The push by the select committee for the RNC’s data represents an aggressive effort by the panel to determine whether Trump allies used the official party apparatus to stoke false claims about election fraud and drive up attendance at his rally on Jan. 6, which bled into the mob attack on the Capitol.

The select committee’s subpoena to Salesforce, posted publicly by the RNC on Tuesday, calls for “all performance metrics and analytics related to email campaigns by or on behalf of Donald Trump for President, Inc., The Republican National Committee, or the Trump Make America Great Against Committee” for the period between Nov. 3, 2020 and Jan. 6, 2021.”

The subpoena also seeks records related to “login sessions by individuals associated with the Trump campaign or the RNC into Salesforce’s Marketing Cloud platform, including all related metadata.”

The committee is also asking for Salesforce’s internal analyses related to the pro-Trump protests on Jan. 5 and 6.
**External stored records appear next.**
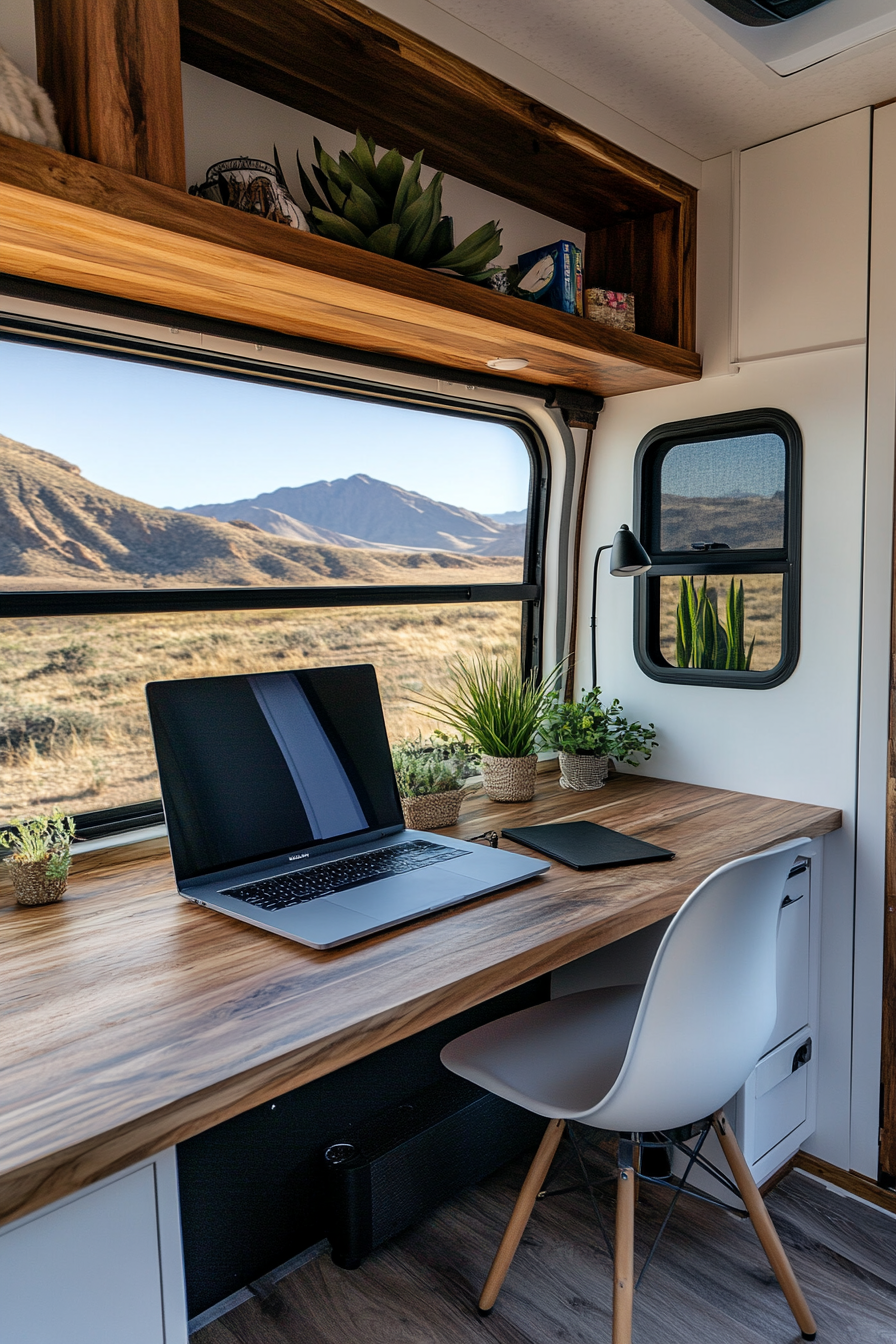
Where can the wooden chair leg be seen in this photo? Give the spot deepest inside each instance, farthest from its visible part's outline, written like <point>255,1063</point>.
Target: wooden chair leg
<point>765,1227</point>
<point>623,1249</point>
<point>520,1216</point>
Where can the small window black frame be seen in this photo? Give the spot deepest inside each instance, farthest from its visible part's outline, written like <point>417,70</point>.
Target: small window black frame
<point>783,561</point>
<point>94,340</point>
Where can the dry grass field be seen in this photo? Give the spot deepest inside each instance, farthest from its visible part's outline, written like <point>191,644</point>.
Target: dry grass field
<point>73,718</point>
<point>762,616</point>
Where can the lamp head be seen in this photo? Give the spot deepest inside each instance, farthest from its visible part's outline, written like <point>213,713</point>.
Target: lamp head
<point>629,555</point>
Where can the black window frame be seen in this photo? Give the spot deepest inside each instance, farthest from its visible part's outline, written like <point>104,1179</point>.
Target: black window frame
<point>783,561</point>
<point>63,335</point>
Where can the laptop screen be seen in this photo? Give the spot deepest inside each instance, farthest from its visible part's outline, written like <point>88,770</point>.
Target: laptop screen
<point>254,768</point>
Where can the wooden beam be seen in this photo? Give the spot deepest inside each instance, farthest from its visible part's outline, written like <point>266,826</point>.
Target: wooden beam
<point>343,62</point>
<point>112,69</point>
<point>75,223</point>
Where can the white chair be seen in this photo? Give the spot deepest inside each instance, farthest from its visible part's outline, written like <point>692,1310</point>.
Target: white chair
<point>645,1061</point>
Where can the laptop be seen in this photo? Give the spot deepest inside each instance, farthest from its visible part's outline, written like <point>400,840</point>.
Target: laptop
<point>282,808</point>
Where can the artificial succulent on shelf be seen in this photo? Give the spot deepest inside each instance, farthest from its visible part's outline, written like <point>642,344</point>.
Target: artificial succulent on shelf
<point>383,208</point>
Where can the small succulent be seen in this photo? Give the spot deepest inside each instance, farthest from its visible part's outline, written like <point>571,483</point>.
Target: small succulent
<point>383,208</point>
<point>431,765</point>
<point>42,839</point>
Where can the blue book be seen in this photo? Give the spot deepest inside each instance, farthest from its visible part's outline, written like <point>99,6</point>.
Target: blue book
<point>547,276</point>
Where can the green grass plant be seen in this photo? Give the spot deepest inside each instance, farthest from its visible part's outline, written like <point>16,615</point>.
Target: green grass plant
<point>703,640</point>
<point>492,704</point>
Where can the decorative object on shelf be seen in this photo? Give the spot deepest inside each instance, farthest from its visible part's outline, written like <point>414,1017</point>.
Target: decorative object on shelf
<point>383,208</point>
<point>430,774</point>
<point>610,307</point>
<point>701,639</point>
<point>629,559</point>
<point>587,737</point>
<point>548,276</point>
<point>500,711</point>
<point>40,858</point>
<point>26,110</point>
<point>253,186</point>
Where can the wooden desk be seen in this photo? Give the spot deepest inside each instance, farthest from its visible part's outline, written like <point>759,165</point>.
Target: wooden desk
<point>132,1020</point>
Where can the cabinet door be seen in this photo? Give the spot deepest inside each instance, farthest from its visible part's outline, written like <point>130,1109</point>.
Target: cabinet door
<point>86,1272</point>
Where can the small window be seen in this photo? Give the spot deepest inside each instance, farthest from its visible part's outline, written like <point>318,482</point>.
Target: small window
<point>718,507</point>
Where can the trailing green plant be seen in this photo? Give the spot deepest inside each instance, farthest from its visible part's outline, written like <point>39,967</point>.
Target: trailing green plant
<point>585,727</point>
<point>40,839</point>
<point>703,640</point>
<point>493,704</point>
<point>383,208</point>
<point>431,765</point>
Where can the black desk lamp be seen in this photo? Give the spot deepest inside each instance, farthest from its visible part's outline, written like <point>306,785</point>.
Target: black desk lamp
<point>628,559</point>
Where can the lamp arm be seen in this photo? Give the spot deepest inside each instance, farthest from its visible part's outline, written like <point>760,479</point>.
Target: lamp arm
<point>594,612</point>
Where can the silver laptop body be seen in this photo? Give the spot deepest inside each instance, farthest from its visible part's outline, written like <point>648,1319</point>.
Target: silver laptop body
<point>280,785</point>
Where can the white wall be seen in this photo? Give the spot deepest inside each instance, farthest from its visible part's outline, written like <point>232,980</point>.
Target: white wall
<point>798,739</point>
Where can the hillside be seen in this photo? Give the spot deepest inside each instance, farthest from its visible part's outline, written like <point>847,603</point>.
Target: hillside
<point>362,510</point>
<point>61,530</point>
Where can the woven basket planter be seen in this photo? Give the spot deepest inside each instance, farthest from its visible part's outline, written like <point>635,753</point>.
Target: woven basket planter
<point>583,773</point>
<point>433,811</point>
<point>509,778</point>
<point>32,886</point>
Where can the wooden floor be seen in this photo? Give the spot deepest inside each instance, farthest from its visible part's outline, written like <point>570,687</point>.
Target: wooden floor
<point>709,1282</point>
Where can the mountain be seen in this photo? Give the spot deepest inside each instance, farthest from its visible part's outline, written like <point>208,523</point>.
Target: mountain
<point>515,515</point>
<point>362,511</point>
<point>61,530</point>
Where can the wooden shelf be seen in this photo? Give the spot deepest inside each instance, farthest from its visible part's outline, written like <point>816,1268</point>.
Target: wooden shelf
<point>73,222</point>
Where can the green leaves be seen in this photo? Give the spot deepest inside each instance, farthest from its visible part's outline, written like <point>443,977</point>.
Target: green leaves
<point>585,727</point>
<point>701,639</point>
<point>383,208</point>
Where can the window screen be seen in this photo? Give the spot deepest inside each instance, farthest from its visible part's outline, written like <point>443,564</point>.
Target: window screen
<point>718,503</point>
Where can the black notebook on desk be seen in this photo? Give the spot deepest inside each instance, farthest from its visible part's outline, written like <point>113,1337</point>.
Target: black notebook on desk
<point>583,844</point>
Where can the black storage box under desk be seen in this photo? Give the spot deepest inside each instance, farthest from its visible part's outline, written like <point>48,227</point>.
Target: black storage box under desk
<point>388,1172</point>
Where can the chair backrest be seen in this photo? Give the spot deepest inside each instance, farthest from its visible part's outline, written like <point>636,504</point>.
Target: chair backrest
<point>709,1003</point>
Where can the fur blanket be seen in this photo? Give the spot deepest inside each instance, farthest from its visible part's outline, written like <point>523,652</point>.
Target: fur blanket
<point>26,110</point>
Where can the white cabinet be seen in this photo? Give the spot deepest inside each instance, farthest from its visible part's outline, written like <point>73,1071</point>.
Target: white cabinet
<point>102,1266</point>
<point>775,1109</point>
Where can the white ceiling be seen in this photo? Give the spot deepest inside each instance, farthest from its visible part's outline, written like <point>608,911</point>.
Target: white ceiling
<point>665,66</point>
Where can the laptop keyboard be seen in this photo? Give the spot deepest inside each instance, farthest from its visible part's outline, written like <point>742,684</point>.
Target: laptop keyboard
<point>292,889</point>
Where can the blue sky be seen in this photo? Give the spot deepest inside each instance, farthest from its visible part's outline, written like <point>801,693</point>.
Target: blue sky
<point>176,438</point>
<point>719,468</point>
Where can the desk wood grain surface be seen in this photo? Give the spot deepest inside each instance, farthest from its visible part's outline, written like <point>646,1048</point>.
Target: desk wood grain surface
<point>130,1019</point>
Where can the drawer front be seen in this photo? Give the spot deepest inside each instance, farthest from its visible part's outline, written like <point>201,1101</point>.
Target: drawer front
<point>781,1096</point>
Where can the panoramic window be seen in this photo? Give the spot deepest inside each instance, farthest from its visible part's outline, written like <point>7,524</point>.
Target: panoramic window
<point>164,523</point>
<point>718,501</point>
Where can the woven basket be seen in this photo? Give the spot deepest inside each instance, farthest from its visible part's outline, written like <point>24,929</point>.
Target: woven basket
<point>509,778</point>
<point>583,773</point>
<point>32,886</point>
<point>433,811</point>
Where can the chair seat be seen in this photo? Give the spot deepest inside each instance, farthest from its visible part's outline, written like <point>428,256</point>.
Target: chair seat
<point>556,1059</point>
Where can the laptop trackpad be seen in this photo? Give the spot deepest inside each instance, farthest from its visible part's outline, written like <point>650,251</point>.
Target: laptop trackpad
<point>407,894</point>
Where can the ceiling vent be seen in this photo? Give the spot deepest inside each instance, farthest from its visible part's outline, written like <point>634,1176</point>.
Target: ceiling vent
<point>791,35</point>
<point>760,14</point>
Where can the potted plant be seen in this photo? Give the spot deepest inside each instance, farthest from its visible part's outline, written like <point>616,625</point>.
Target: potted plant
<point>587,737</point>
<point>430,774</point>
<point>39,859</point>
<point>500,711</point>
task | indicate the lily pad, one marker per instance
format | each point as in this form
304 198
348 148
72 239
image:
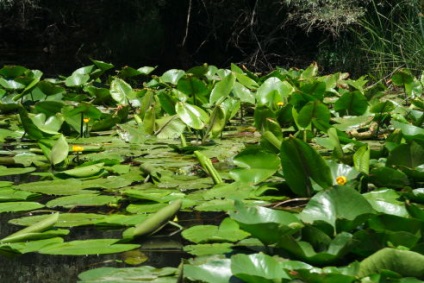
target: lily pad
88 247
129 275
336 204
19 206
228 231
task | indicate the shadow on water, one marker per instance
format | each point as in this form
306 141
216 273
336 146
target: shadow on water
157 251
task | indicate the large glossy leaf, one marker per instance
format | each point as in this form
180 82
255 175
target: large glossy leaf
410 131
214 270
65 220
88 247
84 171
243 93
337 203
57 187
268 225
397 230
129 275
27 233
313 110
222 88
272 91
386 201
361 159
77 79
227 231
172 76
121 91
6 171
7 194
30 246
83 200
406 263
406 155
59 151
154 222
257 268
326 254
192 115
301 164
255 165
388 177
19 206
351 103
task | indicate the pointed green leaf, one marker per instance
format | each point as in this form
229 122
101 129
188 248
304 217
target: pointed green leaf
301 163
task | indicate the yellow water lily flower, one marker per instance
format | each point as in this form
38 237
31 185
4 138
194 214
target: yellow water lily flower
341 180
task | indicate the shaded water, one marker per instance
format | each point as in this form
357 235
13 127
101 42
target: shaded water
160 251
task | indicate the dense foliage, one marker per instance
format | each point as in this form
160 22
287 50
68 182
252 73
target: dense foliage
319 176
359 37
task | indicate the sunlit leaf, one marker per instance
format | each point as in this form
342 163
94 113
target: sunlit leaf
255 165
337 203
120 91
212 271
192 115
256 267
406 263
301 163
268 225
19 206
88 247
129 274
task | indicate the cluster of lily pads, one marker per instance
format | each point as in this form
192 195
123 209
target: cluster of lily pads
320 176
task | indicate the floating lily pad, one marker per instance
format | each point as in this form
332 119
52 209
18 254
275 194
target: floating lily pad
5 171
129 275
83 200
88 247
19 206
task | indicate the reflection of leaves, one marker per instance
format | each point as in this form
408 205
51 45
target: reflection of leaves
406 263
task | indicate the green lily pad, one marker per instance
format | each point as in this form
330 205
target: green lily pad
208 249
268 225
29 246
7 194
64 220
213 270
88 247
386 201
336 204
83 200
228 231
5 171
255 165
257 267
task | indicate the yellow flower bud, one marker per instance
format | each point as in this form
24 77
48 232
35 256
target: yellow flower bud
341 180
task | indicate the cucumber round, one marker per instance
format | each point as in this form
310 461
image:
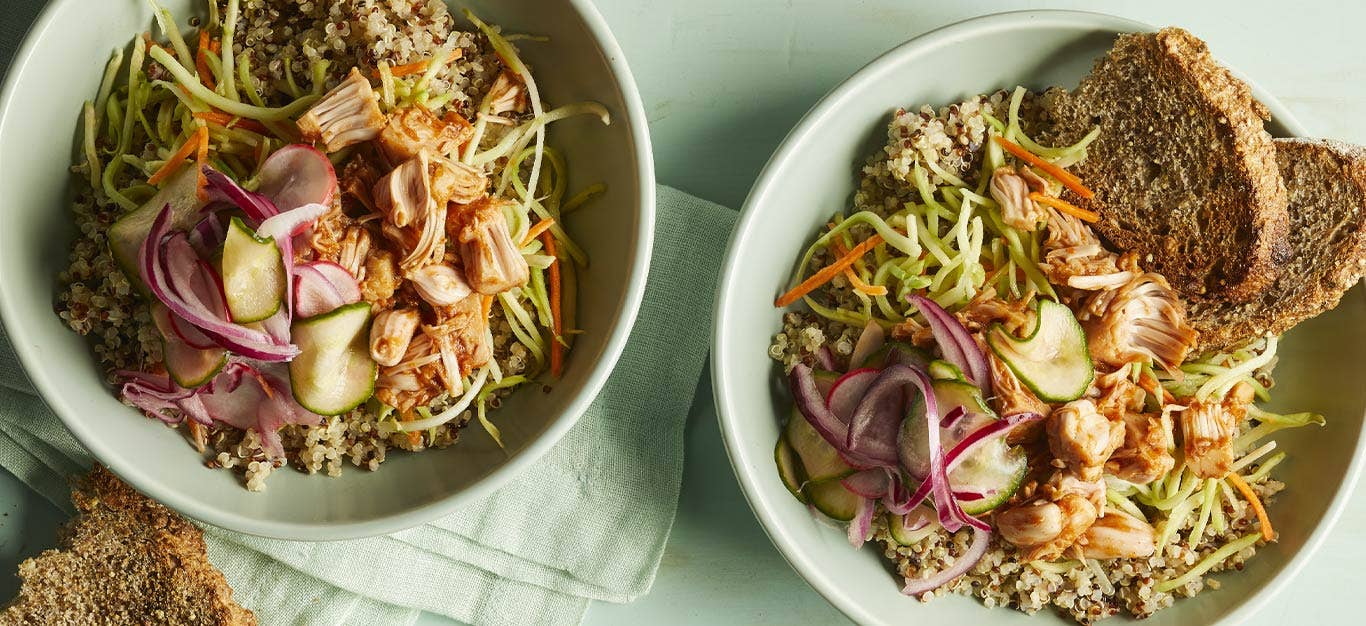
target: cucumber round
993 469
820 461
788 469
187 365
1053 361
253 274
833 499
333 371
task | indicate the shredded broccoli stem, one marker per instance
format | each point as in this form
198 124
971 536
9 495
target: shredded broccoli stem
230 107
88 146
518 319
385 85
318 77
1209 562
167 23
1217 386
1265 469
230 26
111 73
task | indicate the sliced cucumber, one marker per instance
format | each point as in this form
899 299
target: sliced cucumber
896 353
787 468
820 459
187 365
1053 361
948 395
127 234
253 274
333 371
993 469
833 499
941 369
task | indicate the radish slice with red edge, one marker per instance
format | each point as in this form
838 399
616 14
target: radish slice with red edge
962 565
955 342
297 175
869 342
223 189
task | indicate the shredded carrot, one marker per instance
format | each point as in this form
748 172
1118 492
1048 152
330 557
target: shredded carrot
1068 179
201 157
231 122
202 66
1268 533
537 230
829 272
186 151
556 347
1066 207
874 290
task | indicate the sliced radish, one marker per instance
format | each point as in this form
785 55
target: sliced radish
297 175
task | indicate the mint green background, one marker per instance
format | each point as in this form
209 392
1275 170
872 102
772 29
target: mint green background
723 81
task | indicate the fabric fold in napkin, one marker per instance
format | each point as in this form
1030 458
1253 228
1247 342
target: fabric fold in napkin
486 563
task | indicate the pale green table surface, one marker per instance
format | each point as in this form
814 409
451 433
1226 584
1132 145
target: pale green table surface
723 81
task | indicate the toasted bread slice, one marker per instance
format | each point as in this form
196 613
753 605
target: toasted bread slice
124 561
1327 183
1183 171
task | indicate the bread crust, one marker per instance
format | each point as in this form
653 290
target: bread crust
123 561
1327 182
1183 171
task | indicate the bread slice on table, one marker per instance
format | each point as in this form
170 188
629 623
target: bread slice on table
1327 183
1183 171
123 561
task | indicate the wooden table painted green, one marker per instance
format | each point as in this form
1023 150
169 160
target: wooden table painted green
723 81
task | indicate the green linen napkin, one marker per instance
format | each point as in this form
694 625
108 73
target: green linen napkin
484 565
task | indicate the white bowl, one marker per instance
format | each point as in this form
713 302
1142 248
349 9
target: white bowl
59 67
814 172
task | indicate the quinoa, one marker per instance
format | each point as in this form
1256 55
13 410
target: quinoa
951 140
283 40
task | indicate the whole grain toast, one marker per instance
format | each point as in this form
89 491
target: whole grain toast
1327 183
1183 171
124 561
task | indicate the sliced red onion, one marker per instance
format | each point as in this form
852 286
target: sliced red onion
827 358
962 565
297 175
221 187
952 417
161 259
812 405
313 293
861 528
872 483
879 416
847 391
206 235
996 428
342 280
955 342
951 515
869 342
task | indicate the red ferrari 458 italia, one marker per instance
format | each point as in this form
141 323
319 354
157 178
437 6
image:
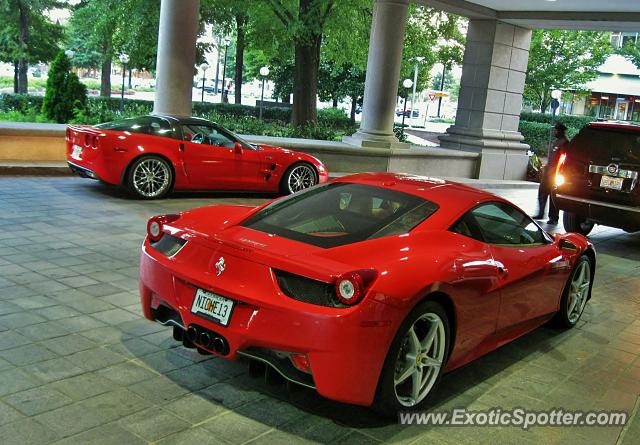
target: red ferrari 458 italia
366 288
151 155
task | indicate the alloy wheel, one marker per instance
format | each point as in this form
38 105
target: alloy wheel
151 177
420 358
578 291
300 177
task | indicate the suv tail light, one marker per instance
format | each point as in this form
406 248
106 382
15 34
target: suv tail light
559 177
351 287
156 224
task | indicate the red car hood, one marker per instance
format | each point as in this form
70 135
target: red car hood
217 228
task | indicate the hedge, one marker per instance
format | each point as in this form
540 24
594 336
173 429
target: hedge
538 135
332 123
569 121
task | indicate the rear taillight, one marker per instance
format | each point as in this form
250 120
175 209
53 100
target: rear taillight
559 177
155 225
351 287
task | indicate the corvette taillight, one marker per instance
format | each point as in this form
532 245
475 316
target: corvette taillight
351 287
155 225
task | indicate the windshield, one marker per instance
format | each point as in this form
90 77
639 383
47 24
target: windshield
340 213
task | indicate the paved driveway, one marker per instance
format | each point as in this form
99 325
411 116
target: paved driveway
78 363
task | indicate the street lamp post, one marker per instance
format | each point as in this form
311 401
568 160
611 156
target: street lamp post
444 72
203 67
407 83
264 72
124 59
226 42
415 82
555 103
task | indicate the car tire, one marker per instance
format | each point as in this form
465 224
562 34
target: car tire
576 223
297 177
149 177
575 294
396 390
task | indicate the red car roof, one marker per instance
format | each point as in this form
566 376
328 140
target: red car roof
453 194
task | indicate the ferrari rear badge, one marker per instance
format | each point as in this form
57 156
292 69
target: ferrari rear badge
220 266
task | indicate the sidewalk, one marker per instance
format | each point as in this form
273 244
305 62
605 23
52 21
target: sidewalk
43 168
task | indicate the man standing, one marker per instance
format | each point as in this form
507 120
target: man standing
548 175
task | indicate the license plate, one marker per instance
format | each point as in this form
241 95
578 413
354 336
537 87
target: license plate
609 182
77 152
212 306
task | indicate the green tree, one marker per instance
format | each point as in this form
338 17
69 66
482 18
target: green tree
451 84
435 37
231 17
563 60
95 22
65 93
27 36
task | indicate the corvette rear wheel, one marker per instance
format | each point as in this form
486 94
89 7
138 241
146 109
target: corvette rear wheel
298 177
415 360
575 295
150 177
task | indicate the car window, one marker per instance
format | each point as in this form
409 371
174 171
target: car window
208 135
143 124
501 224
340 213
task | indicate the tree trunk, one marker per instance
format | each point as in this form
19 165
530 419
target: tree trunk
354 105
24 44
15 77
305 84
105 78
240 22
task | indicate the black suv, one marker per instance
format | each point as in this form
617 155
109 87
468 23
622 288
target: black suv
597 178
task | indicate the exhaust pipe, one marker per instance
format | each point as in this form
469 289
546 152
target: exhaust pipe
220 346
192 334
178 333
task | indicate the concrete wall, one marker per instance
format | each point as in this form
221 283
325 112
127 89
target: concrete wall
20 142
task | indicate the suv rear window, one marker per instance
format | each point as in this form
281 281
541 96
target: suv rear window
608 143
341 213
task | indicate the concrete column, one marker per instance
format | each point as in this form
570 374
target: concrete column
490 100
383 74
177 35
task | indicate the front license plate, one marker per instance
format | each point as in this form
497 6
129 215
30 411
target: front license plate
609 182
212 306
77 152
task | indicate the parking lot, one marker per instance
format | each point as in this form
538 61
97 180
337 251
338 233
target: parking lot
79 364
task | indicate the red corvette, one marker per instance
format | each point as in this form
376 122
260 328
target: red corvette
151 155
367 288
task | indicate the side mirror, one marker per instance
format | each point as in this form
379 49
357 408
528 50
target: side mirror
565 244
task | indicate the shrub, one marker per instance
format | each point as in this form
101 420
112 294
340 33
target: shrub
19 102
65 93
334 118
570 121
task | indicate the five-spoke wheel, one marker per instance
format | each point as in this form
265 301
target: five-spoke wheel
298 177
150 177
415 360
576 294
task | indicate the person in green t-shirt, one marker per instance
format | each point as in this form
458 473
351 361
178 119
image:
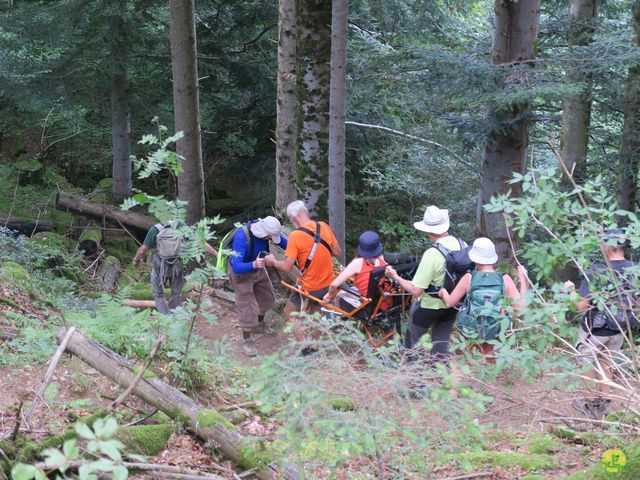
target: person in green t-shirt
429 312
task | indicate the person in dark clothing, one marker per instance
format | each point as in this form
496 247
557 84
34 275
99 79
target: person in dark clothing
601 336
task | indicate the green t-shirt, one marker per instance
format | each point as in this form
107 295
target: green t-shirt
150 239
431 271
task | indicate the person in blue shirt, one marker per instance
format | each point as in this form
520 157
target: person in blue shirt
254 291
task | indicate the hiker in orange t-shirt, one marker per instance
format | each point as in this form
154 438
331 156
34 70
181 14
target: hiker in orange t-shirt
313 259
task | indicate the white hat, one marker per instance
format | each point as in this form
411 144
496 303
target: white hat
483 252
268 228
435 221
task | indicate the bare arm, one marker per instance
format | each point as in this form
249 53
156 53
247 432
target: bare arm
405 284
285 266
142 250
349 271
453 298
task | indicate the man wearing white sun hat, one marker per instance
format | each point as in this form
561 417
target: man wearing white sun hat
430 312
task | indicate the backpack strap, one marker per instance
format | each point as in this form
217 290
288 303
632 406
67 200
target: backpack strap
316 240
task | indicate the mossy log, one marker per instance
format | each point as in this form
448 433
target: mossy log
84 206
90 240
25 226
108 273
202 422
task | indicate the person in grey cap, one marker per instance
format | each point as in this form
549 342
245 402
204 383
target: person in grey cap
253 289
602 330
430 312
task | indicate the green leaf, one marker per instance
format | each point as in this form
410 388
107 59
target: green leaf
119 473
54 458
23 472
51 392
84 431
71 450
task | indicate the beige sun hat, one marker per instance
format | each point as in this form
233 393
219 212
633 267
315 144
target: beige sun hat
268 228
483 252
435 220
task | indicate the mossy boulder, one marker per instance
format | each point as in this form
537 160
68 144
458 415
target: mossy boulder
342 404
52 241
146 439
260 454
15 275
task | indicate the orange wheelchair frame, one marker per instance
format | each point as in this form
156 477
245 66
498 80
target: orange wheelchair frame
370 312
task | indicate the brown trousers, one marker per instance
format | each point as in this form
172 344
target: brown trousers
254 296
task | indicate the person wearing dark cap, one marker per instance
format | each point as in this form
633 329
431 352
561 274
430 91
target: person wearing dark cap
601 330
369 257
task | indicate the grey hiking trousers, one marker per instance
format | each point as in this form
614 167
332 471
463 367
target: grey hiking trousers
169 274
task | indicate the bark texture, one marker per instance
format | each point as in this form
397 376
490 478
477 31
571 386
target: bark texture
630 149
313 58
287 106
514 35
337 118
120 107
186 106
171 401
576 113
100 211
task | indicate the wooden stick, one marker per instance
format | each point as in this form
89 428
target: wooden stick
169 471
49 375
469 476
118 401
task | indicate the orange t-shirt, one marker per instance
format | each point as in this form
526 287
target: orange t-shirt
320 272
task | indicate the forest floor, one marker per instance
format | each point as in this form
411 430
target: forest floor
520 418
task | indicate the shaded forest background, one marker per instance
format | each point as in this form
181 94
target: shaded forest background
421 67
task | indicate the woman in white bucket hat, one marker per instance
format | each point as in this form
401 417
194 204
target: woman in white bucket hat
429 313
483 253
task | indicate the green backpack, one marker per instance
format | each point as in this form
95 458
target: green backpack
481 315
225 251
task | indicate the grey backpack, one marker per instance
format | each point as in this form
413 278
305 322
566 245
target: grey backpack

In the injunction motion filed on Tuesday evening, the RNC argued that the documents in question could expose records related to “tens of millions of RNC supporters, donors, and other partners with whom the RNC communicates.”

“They also include materials that would reveal crucial elements of the RNC’s internal deliberations and digital strategy such as metrics on how certain content performs, what subject lines and text messages lead to contributions, how certain individuals respond to specific content, and the results of message testing,” the party argued in its motion.

The RNC noted that much of its post-election effort focused on retaining Senate seats in Georgia in a pair of runoff elections.

In its motion for an injunction the party contended that the Justice Department — not Congress — should be the only entity investigating an attack on the Capitol that disrupted congressional functions and threatened the transfer of presidential power.

“While the governmental interest in investigation regarding the events of January 6th by the proper authorities is clearly substantial, under the Constitution, it is law enforcement and the Executive Branch that must pursue such an investigation, not Congress and the Select Committee,” the RNC argued.